The Façade Improvement Grant Program assisted 18 businesses that invested a total of $1.4 million last year. The city’s Economic Development Authority provided matching funding of $479,000 to leverage the private investment.
Retail projects in the city included new restaurants at the Marketplace at Tech Center, part of a 100-acre, mixed-use $450 million development.
Portsmouth saw more than $160 million of private investment last year. “One hundred million of that was in downtown in multifamily housing that has finished construction, was under construction or is under contract,” says Mallory Butler, the city’s director of economic development. The eight downtown projects represent 770 multifamily units.
In addition, the Port of Virginia has plans to expand Virginia International Gateway and ultimately develop the Craney Island expansion.
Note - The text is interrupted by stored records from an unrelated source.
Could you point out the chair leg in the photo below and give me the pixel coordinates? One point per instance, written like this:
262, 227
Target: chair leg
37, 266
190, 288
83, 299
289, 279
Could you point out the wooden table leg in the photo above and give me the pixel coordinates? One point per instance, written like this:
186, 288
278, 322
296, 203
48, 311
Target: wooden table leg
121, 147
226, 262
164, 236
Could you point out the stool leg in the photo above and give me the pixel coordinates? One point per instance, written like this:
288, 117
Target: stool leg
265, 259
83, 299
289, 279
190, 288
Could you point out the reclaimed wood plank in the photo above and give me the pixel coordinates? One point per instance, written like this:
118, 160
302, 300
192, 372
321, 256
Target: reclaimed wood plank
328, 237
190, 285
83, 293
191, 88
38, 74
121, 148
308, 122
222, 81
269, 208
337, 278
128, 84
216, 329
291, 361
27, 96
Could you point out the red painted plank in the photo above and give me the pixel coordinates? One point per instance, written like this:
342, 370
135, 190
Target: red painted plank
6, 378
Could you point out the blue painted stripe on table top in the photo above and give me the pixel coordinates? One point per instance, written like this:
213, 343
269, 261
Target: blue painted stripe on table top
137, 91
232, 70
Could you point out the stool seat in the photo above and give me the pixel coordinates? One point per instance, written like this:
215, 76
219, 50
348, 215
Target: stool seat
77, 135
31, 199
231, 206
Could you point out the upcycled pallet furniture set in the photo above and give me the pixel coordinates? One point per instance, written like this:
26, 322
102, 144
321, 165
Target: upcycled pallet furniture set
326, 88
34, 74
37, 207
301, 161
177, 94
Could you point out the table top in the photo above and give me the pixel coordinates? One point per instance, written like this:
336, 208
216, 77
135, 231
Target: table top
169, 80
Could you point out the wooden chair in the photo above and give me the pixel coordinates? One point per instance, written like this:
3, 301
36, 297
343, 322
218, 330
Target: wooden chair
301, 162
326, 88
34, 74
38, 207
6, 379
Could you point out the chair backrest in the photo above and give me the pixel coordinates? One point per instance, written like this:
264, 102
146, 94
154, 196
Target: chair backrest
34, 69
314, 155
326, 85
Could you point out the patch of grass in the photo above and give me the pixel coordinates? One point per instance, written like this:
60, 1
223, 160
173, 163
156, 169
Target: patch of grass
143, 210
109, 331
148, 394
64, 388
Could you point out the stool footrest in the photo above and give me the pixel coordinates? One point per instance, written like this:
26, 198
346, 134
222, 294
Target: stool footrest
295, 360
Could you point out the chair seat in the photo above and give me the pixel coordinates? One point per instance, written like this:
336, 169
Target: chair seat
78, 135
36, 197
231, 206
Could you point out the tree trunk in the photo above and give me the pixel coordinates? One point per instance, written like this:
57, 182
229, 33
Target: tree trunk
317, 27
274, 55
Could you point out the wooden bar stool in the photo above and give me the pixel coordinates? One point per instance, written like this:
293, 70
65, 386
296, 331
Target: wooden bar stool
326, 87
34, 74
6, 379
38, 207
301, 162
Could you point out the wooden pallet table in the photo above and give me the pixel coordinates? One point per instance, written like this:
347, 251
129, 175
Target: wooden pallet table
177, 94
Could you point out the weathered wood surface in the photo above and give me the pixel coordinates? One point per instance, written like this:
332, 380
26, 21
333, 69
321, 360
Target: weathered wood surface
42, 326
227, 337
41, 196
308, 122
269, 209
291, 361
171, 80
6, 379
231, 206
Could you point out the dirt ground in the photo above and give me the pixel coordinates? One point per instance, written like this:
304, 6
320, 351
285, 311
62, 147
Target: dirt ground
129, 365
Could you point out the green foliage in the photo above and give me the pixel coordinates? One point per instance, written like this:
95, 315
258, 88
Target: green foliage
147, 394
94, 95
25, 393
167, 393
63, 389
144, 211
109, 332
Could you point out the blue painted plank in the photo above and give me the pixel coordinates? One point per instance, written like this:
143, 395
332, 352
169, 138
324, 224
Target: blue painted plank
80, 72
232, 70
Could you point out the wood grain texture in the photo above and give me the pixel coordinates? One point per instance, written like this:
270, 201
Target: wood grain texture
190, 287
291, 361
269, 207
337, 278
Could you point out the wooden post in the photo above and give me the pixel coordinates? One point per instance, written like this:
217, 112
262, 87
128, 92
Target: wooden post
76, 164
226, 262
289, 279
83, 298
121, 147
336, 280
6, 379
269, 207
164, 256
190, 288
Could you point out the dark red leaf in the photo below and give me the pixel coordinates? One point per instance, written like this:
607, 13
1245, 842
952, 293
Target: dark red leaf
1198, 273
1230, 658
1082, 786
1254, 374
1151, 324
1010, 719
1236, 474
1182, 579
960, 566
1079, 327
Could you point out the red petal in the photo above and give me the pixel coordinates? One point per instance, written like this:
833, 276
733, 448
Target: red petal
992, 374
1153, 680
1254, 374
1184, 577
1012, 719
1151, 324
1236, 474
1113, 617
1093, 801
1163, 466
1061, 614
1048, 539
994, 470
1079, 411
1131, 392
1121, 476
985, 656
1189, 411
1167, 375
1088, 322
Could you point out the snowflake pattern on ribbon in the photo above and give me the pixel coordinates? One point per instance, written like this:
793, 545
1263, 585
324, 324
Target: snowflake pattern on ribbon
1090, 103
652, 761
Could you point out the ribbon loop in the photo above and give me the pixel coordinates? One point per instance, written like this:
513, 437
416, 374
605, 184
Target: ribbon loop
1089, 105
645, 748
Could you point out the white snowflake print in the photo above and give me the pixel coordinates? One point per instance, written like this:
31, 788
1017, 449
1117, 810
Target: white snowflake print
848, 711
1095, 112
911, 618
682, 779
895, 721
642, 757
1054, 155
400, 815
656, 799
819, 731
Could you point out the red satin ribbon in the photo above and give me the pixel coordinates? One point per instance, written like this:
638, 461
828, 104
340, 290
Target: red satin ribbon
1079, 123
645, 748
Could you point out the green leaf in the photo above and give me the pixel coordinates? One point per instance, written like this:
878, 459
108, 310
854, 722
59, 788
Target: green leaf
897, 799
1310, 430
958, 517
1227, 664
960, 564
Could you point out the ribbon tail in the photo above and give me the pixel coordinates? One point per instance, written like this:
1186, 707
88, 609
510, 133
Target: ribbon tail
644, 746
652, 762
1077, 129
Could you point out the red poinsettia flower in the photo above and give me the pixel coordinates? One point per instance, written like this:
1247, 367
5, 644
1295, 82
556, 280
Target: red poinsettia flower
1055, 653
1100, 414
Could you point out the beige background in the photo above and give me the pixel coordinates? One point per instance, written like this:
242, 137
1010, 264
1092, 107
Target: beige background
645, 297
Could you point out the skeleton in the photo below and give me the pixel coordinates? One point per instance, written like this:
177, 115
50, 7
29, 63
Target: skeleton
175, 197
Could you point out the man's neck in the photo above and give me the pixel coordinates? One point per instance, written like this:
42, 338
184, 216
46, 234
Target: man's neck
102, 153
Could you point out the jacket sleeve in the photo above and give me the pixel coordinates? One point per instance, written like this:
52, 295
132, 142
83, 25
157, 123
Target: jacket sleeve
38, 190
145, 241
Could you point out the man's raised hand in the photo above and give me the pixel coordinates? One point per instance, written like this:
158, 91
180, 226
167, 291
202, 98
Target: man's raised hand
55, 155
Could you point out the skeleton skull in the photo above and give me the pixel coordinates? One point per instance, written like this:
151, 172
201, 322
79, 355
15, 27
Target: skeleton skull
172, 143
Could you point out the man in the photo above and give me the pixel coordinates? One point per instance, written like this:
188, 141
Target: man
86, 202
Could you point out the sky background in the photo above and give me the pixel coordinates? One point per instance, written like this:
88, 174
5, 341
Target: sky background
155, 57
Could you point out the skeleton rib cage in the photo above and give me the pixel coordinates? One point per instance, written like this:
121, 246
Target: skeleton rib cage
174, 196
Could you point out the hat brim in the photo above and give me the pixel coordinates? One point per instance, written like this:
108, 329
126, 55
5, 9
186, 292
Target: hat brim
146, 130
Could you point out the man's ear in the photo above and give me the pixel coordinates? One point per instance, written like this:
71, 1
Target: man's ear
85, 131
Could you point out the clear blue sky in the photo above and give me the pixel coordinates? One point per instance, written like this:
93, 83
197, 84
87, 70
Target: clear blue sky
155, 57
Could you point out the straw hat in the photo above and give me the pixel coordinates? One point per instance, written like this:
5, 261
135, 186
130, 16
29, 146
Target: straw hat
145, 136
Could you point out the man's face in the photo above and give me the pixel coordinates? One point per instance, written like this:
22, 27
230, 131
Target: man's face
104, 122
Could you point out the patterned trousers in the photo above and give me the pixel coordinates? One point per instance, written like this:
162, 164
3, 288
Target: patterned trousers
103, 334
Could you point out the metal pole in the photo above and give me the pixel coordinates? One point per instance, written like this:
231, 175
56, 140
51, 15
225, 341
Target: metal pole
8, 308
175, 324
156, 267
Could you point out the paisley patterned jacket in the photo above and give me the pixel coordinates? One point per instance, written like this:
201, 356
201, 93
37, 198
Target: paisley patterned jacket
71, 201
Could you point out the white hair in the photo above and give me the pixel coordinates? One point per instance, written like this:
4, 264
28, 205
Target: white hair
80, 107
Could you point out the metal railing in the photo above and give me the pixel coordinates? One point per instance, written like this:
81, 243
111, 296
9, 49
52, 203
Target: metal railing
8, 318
Those plans have spurred growth around the port area, including an estimated $5 million investment by Harrisonburg-based InterChange, a third-party logistics firm and distribution facility.
The city’s maritime industry also will benefit by the more than $3 million investment Virginia Beach-based PER Properties is making to develop a granary on the southern branch of the Elizabeth River.
Also underway is the continued development of Midtown Marketplace, a phased $30 million retail development, and an $18 million private investment in the Victory area of the city with two new 7-Eleven stores and the proposed expansion of Autumn Care, a nursing and rehabilitation center.
Suffolk saw more than $100 million of capital investment last year led by three strong projects in retail, medical and logistics. “They are three of our industry targets,” says Kevin Hughes, the city’s director of economic development.
Target Corp. will invest approximately $50 million to expand its distribution center in Suffolk. “They will be hiring close to 700 new personnel in 2016,” says Hughes.
Bon Secours Hampton Roads Health System made a $20 million investment to build the 58,000-square-foot Bon Secours Harbour View Medical Plaza. The Plaza will house the Bon Secours Cancer Institute at Harbour View.
Suffolk’s Harbour View community is seeing a flurry of retail development. Hampton Roads Crossing, a mixed-use development, is expanding in that area, adding 98,000 square feet for high-end retail tenants.
Last year Hampton continued the momentum it gained in 2014. The city has $30 million in capital investments with 750 jobs announced. “We are still pushing the envelope to get more investment in the city,” says Leonard Sledge, the city’s director of economic development.
Wins for the city include a $9 million investment by TE Connectivity Ltd. to expand its sensor solutions operations at its Hampton-based subsidiary, Measurement Specialties Inc., which will add 66 new jobs. In addition, FedEx Ground opened its 200,000-square-foot facility for small package handling.
Faneuil Inc., a provider of customer-care services to government and commercial organizations, announced it will add nearly 200 new jobs to its operations in Hampton. Additionally, Cosentino, a company based in Spain that produces quartz and other stone surfaces, expanded its distribution center, adding more than 32,000 square feet.
The commonwealth designated a new Hampton Roads Center Enterprise Zone to support job creation and private investment in the city last year. “It is an important tool for Hampton to help existing companies grow and to attract new companies and jobs to the city,” Sledge says.